Another thing that can help when you have overlapping marks, is to make the marks partially transparent and add a border around the marks. Both options are available by clicking on the Color button on the marks card to get to the advanced color settings.

If this is not the behavior you want, you have a couple of options. One easy approach is to add a little random noise to each latitude and longitude (called jitter). Adding a little jitter makes the marks visible, although the size of the jittering depends on your data and scale. Jittering is especially useful if all your points are geocoded to the same situation - say if every building with a Los Angeles address is treated as if it is located at city hall. In that case, the geocoding distorts the data to a degree that jittering is just fine.

The undocumented RANDOM() function is an easy way to add some jitter. Excel and Hyper Extracts support RANDOM() among other data source types. It returns a number between 0 and 1.

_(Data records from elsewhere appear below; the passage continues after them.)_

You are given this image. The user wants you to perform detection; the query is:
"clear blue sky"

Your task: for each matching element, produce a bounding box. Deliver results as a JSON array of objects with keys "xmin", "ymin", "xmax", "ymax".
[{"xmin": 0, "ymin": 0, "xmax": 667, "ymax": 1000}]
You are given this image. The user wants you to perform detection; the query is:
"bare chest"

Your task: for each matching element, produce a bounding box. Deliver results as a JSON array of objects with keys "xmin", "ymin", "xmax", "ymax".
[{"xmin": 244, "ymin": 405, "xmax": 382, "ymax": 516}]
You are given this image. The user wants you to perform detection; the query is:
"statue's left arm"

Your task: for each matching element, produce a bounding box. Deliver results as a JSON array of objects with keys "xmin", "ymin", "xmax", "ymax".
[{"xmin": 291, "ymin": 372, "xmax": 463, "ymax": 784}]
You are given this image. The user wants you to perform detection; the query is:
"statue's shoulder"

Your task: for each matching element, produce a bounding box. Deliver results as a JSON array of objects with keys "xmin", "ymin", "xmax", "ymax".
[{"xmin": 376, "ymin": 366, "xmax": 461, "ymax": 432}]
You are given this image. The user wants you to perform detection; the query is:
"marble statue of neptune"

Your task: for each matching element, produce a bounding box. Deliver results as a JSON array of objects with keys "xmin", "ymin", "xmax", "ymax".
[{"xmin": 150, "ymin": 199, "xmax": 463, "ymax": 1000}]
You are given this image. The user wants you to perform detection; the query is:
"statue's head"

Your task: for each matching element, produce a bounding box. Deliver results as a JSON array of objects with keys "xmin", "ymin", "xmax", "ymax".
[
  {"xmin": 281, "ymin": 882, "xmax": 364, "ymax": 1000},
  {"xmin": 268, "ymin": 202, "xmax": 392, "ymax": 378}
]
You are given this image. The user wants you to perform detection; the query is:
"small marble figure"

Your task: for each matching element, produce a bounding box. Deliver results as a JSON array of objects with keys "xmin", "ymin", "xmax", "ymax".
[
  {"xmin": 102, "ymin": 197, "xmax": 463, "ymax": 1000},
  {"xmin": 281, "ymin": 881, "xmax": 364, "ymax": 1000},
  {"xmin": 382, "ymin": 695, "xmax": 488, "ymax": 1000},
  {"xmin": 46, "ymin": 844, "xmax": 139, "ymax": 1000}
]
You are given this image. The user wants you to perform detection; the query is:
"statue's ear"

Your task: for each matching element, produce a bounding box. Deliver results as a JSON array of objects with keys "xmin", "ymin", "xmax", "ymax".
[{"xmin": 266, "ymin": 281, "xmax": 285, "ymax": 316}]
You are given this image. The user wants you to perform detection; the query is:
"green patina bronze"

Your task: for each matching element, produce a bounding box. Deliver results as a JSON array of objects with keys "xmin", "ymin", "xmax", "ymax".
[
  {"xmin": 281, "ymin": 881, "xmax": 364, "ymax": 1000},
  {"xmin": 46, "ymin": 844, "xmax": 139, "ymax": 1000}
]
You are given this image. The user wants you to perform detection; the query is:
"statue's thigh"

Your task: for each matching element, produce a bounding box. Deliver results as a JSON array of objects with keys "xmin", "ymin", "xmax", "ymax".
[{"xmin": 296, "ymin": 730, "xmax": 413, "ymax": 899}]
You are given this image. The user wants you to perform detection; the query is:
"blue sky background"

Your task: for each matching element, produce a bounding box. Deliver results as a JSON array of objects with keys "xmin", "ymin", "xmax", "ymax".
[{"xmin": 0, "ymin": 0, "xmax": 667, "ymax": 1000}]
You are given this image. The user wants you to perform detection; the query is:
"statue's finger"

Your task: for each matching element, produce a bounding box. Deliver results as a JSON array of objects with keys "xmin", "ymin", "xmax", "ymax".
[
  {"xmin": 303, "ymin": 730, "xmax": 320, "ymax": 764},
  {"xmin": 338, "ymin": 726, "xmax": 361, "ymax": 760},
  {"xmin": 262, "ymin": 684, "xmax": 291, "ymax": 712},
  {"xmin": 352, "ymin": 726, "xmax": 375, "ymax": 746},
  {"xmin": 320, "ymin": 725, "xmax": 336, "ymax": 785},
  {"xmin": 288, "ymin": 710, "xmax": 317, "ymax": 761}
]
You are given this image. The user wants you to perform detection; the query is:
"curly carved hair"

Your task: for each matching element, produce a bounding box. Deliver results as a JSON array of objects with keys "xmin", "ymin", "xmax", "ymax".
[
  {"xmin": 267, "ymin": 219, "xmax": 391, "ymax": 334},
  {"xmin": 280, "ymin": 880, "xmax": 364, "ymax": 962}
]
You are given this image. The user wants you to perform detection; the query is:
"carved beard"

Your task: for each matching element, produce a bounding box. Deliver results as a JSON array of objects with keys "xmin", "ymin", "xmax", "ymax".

The other options involve treating your coordinates as continuous dimensions instead of measures, and then using some other visual attribute size, color etc to indicate the number of items at each location. It is often useful to combine nearby items with some sort of grid or hex bin function -- In this case, instead of adding random noise to each coordinate, you round or truncate it in someway to effectively snap points to a grid. The ROUND() and HEXBINX() HEXBINY() functions are useful here. When using this approach, be sure your packed coordinate fields are continuous dimensions and have the appropriate Latitude or Longitude geographic role.

Finally, take a look at the density mark type. It can make visual heat maps, either working with exact data points or grid packed points.